Handel, Kanton en Bewind
Zittingsplaats Alkmaar
zaaknummer / rolnummer: C/15/330131 / HA ZA 22-435
Vonnis in incident van 26 oktober 2022
in de zaak van
[eiser],
wonende te [woonplaats 1] , gemeente [gemeente 1] ,
eiser in conventie in de hoofdzaak,
verweerder in voorwaardelijke reconventie in de hoofdzaak,
verweerder in het incident,
advocaat mr. A.J. Butter te Hoorn (NH),
tegen
[gedaagde],
wonende te [woonplaats 2] ,
gedaagde in conventie in de hoofdzaak,
eiseres in voorwaardelijke reconventie in de hoofdzaak,
eiseres in het incident,
advocaat mr. P.A.K. van Eck te Groningen.
Partijen zullen hierna de man en de vrouw genoemd worden.

1.De procedure

1.1.
Het verloop van de procedure blijkt uit:
  • de dagvaarding van 6 juli 2022, met elf producties;
  • de conclusie van antwoord in conventie houdende eis in incident tevens voorwaardelijke eis in reconventie van 14 september 2022, met zeven producties;
  • de akte antwoord incident van 28 september 2022.
1.2.
Ten slotte is vonnis bepaald in het incident.

2.De hoofdzaak

2.1.
De man vordert in de hoofdzaak, verkort weergegeven, dat de rechtbank, voor zover mogelijk uitvoerbaar bij voorraad:
voor recht verklaart dat de woning dient te worden afgewikkeld tegen een waarde van € 265.000,- en een hoogte van de hypotheek ad € 239.996,40, waarbij toekomt aan de vrouw € 7.501,80 en aan de man € 97.926,43;
voor recht verklaart dat, wanneer de rechtbank afwijkt van de bedragen onder i, op het aan de vrouw toekomende deel in mindering wordt gebracht € 5.000,- (de overwaarde ten tijde van het sluiten van de samenlevingsovereenkomst die aan de man toekomt) en € 2.500,- (de aflossing van de lening);
bepaalt dat de vrouw over het aan de man toekomende bedrag de wettelijke rente is verschuldigd;
de vrouw veroordeelt binnen twee dagen na het in deze te wijzen vonnis opdracht te geven aan de notaris om conform het vonnis tot afwikkeling over te gaan;
de vrouw veroordeelt in de kosten van deze procedure.

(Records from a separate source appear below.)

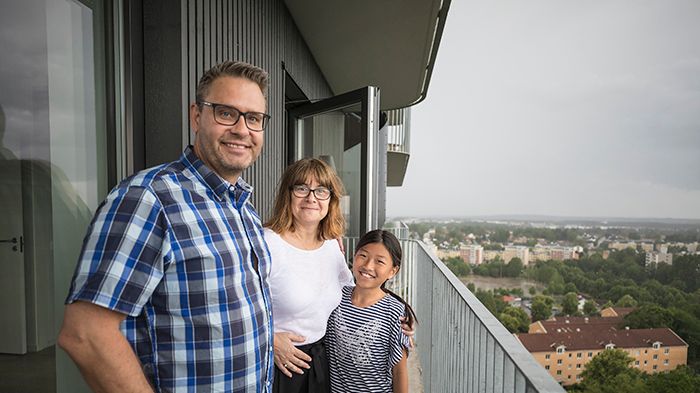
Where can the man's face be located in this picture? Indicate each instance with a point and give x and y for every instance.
(228, 150)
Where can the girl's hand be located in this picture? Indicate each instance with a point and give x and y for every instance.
(407, 330)
(289, 358)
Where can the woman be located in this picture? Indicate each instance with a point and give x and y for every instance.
(308, 272)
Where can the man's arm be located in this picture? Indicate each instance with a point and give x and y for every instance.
(90, 335)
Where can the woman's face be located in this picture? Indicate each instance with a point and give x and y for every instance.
(309, 210)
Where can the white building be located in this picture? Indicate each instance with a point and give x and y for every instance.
(472, 254)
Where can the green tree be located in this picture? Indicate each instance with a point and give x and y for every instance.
(540, 309)
(486, 298)
(626, 301)
(513, 268)
(570, 304)
(590, 308)
(500, 236)
(570, 287)
(648, 316)
(523, 320)
(509, 322)
(609, 372)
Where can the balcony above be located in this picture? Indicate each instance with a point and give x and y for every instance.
(389, 44)
(398, 145)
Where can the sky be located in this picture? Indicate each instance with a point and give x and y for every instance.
(559, 107)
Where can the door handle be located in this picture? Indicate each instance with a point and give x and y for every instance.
(11, 241)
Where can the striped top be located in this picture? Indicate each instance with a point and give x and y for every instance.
(364, 344)
(175, 248)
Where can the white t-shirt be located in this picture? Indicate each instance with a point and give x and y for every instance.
(305, 286)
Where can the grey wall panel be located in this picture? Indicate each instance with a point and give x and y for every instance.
(260, 32)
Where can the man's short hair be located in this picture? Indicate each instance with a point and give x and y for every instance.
(236, 69)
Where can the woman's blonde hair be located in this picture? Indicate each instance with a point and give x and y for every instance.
(332, 226)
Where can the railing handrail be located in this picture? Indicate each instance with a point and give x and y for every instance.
(537, 379)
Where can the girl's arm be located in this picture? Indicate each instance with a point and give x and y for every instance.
(400, 374)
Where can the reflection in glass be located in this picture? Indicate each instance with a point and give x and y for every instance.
(335, 137)
(52, 174)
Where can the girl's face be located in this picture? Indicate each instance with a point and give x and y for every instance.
(372, 266)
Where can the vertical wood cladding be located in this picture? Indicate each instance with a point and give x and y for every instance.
(261, 32)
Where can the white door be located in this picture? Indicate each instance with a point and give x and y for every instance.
(13, 324)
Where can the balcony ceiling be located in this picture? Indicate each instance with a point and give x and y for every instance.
(386, 43)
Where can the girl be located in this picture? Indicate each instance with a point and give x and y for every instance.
(367, 350)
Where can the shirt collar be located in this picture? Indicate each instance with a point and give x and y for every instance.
(217, 184)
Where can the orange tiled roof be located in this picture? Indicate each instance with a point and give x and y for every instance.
(598, 339)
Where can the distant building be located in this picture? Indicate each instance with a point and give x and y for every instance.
(442, 254)
(521, 252)
(574, 324)
(490, 255)
(559, 253)
(514, 301)
(565, 354)
(619, 246)
(647, 247)
(472, 254)
(653, 258)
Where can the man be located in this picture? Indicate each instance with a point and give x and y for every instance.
(170, 293)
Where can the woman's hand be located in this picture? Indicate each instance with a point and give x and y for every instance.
(289, 358)
(407, 330)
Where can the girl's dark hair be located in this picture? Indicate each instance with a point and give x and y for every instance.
(392, 245)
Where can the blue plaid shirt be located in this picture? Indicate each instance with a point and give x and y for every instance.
(175, 248)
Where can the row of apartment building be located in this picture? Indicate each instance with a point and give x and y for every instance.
(564, 345)
(475, 254)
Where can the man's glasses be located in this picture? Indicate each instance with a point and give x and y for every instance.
(229, 116)
(302, 191)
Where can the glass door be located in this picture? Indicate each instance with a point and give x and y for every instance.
(53, 174)
(342, 131)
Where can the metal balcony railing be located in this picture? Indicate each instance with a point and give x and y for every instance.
(399, 130)
(461, 346)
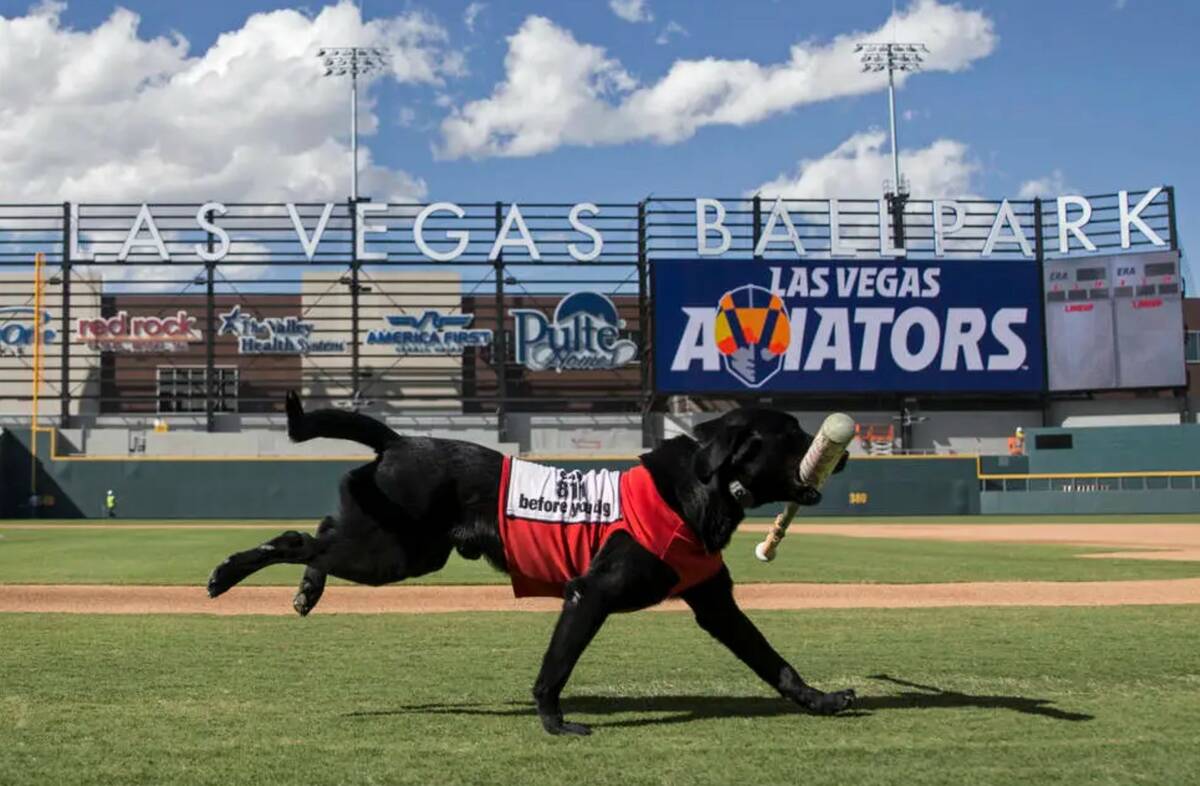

3.De beoordeling in het incident

3.1.
De vrouw vordert in het incident de zaak te verwijzen naar de rechtbank Noord-Nederland, locatie Groningen.
Volgens de vrouw is de rechtbank Noord-Holland, locatie Alkmaar, niet (relatief) bevoegd om van de vordering kennis te nemen. Uitgangspunt in een dagvaardingsprocedure is de woonplaats van de gedaagde partij (artikel 99 lid 1 Wetboek van Burgerlijke Rechtsvordering (Rv)). Op basis van de woonplaats van de vrouw is de rechtbank Noord-Nederland, locatie Groningen, de rechtbank die bevoegd is om kennis te nemen van de onderhavige vordering. Een andersluidende afspraak tussen partijen ten aanzien van de relatieve bevoegdheid is niet gemaakt.
3.2.
De man stelt dat verwijzing niet noodzakelijk is. Artikel 103 Rv bepaalt dat mede bepalend voor de relatieve bevoegdheid is de ligging van de onroerende zaak. In dit geval gaat de procedure om de afwikkeling van een onroerende zaak die is gelegen in [plaats] , gemeente [gemeente 2] . Deze gemeente ligt in het arrondissement van de rechtbank Noord-Holland, zodat deze rechtbank mede bevoegd is van de vordering kennis te nemen.
3.3.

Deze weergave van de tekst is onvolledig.